When you think about loyalty, an image of frequent flyer miles or Starbucks Rewards likely comes to mind. The reason why is that these companies have built significant following for their brands by consistently delivering on their promises, and doing a great job of letting people know about their rewards.
As an employer, building loyalty in your safety program can be a real challenge. Here are five keys initiatives you can implement to gain significant buy-in for your programs!
Provide Clear Direction
Even the most intuitive employee can find new safety programs difficult to understand, let alone follow. By clearly outlining the details of your safety program, you will give workers a benchmark on which to base their actions, thereby making it significantly easy to follow.

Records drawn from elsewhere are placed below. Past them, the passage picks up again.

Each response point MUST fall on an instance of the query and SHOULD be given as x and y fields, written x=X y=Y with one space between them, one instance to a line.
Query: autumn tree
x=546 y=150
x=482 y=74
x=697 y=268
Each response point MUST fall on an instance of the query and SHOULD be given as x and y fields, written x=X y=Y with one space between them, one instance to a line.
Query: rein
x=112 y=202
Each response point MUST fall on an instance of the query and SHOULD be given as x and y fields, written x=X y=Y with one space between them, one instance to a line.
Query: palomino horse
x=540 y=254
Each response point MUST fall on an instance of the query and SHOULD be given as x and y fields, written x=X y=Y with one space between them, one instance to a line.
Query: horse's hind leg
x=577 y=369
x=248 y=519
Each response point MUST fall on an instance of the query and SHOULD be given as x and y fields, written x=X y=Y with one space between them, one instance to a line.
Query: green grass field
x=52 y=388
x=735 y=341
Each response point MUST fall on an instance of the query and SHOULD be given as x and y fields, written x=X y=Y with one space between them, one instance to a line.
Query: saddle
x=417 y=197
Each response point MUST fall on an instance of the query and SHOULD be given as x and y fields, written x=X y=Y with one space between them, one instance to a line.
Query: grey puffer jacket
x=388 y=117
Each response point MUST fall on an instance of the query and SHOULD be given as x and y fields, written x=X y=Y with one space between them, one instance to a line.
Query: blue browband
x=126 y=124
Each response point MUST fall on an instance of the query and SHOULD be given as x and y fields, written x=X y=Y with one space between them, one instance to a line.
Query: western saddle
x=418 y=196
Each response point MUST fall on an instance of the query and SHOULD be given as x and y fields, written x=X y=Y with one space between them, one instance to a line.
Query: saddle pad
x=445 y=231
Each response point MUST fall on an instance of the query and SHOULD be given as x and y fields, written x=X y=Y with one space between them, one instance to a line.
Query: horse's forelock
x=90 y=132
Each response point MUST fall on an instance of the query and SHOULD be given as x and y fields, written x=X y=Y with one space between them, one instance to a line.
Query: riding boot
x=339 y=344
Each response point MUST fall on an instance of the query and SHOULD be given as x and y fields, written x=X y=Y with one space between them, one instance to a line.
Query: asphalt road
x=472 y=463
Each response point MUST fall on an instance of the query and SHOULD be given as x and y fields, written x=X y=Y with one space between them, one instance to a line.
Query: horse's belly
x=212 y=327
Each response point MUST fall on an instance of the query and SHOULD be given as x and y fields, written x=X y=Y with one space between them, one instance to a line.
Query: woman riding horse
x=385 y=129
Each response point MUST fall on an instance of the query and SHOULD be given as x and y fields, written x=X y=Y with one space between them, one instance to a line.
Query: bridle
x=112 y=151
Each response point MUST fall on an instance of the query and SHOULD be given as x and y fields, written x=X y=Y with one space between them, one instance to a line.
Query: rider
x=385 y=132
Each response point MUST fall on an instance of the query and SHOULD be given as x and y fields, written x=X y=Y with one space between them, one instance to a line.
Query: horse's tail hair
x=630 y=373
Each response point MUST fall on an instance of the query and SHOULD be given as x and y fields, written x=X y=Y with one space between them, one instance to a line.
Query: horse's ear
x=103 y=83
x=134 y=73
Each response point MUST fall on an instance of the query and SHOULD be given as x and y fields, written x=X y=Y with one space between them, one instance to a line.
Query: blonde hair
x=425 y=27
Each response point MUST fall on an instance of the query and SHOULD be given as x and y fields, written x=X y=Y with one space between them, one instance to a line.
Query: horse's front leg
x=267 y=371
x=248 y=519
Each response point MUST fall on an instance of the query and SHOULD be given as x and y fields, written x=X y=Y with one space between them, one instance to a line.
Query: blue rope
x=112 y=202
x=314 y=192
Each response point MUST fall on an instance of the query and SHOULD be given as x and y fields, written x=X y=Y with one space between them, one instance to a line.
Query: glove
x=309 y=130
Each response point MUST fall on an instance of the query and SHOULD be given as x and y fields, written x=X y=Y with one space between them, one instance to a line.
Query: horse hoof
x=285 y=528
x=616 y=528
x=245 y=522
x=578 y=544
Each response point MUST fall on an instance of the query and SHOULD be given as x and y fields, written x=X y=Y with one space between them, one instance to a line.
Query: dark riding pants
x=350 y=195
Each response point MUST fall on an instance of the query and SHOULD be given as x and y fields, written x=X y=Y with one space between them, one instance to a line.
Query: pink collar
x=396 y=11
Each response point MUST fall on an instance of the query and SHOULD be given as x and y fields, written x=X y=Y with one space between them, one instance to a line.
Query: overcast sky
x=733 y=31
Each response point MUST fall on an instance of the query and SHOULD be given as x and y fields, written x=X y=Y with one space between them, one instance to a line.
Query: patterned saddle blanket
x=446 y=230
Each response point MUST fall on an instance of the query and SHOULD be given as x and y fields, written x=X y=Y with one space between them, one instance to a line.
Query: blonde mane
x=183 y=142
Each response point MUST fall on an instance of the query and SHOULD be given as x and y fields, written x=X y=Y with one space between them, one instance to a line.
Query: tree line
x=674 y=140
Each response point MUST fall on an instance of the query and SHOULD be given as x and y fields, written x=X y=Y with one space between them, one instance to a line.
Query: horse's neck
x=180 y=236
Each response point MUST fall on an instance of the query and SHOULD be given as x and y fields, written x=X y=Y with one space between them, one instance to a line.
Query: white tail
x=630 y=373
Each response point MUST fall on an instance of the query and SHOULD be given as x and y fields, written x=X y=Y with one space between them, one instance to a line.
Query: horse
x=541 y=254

Your program outline should include:
- Long-term & short-term goals
- Rules & procedures
- Key contact for the program
Reward Safe Actions
A successful safety program will include some level of reward for compliance. Even something as simple as public recognition of a worker’s efforts in the company newsletter is enough to motivate them to care about the program. Of course, the more significant the rewards offered, the more effective the program might be. However, you should be cautious of making the rewards too big or they’ll eclipse the long-term safety improvement objectives your company is trying to achieve.
Show Your Commitment
A short-term program does nothing to change the attitudes and behaviors of your staff. Show that your company is in it for the long haul by making long-term objectives and a holistic game plan that transcends the calendar. The program itself should exist year over year, with procedures in place to make continuous and regular improvements. A great way to show your commitment is to have an effective communication program.
Spread the Word
Speaking of communication, this is extremely important to a successful safety program. Not to be confused with “provide clear direction”, spreading the word about your safety program should involve sharing the results gained from company wide buy-in. The more workers see the benefit of their actions, the more they will want to contribute.
Easy ways to communicate are company newsletters, personal emails, announcements at team meetings, and even something as simple as word of mouth among the workforce.

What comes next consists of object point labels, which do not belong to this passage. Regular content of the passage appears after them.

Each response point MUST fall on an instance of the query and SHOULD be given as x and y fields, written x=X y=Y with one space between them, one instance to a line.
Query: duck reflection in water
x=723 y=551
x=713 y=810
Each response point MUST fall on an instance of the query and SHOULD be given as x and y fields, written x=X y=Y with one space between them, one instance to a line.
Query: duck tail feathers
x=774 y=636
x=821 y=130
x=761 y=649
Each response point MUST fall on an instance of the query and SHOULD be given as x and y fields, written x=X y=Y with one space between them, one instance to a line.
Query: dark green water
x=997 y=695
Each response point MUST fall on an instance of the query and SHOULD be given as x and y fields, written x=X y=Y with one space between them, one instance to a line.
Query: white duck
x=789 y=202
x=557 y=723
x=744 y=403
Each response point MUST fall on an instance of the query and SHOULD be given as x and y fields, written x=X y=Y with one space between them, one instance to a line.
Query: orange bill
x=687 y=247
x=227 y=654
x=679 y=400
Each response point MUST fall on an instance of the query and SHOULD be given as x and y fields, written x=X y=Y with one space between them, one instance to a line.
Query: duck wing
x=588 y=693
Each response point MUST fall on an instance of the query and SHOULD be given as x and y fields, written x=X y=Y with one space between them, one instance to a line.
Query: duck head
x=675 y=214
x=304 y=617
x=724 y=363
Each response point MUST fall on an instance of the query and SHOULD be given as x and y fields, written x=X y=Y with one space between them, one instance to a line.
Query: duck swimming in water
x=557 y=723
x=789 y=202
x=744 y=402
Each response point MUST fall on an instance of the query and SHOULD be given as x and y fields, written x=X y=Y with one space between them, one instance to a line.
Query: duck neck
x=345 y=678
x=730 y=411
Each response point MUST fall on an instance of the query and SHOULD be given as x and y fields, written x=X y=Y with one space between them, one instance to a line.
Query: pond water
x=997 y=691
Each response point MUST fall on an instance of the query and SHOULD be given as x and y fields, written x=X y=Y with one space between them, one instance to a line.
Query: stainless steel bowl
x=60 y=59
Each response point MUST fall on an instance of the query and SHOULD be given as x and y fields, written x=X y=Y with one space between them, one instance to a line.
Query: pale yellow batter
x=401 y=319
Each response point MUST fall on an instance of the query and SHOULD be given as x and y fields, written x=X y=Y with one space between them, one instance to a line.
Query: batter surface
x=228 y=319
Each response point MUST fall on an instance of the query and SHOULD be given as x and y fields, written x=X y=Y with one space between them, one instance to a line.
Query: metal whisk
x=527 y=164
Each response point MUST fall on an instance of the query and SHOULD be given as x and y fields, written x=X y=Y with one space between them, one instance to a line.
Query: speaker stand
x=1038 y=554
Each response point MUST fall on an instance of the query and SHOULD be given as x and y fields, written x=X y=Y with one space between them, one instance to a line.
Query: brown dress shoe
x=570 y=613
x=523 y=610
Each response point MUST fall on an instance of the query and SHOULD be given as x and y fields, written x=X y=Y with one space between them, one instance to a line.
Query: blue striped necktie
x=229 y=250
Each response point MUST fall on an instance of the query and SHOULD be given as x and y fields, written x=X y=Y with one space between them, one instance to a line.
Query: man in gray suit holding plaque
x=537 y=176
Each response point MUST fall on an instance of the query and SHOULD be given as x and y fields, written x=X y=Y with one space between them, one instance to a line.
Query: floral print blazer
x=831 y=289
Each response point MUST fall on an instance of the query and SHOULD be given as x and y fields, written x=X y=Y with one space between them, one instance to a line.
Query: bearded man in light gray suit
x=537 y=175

It’s not enough to pay lip service for safety. If your company is not making improvements, even though you’re taking part in all of the above, you may need to rethink your strategy. Otherwise, workers will catch on and will no longer find value in the program. To really build loyalty from your staff, workers need to genuinely feel that your workplace is safe. Take every step you can to ensure that your company has the tools, equipment, and procedures it needs to be a safer company and worker loyalty will build.
Typically, companies that experience measurable returns on their safety records commit completely to making improvements from the head office all the way to the front-lines. Employees must be informed and empowered to make decisions to improve the level of safety in the organization in order for their programs to succeed.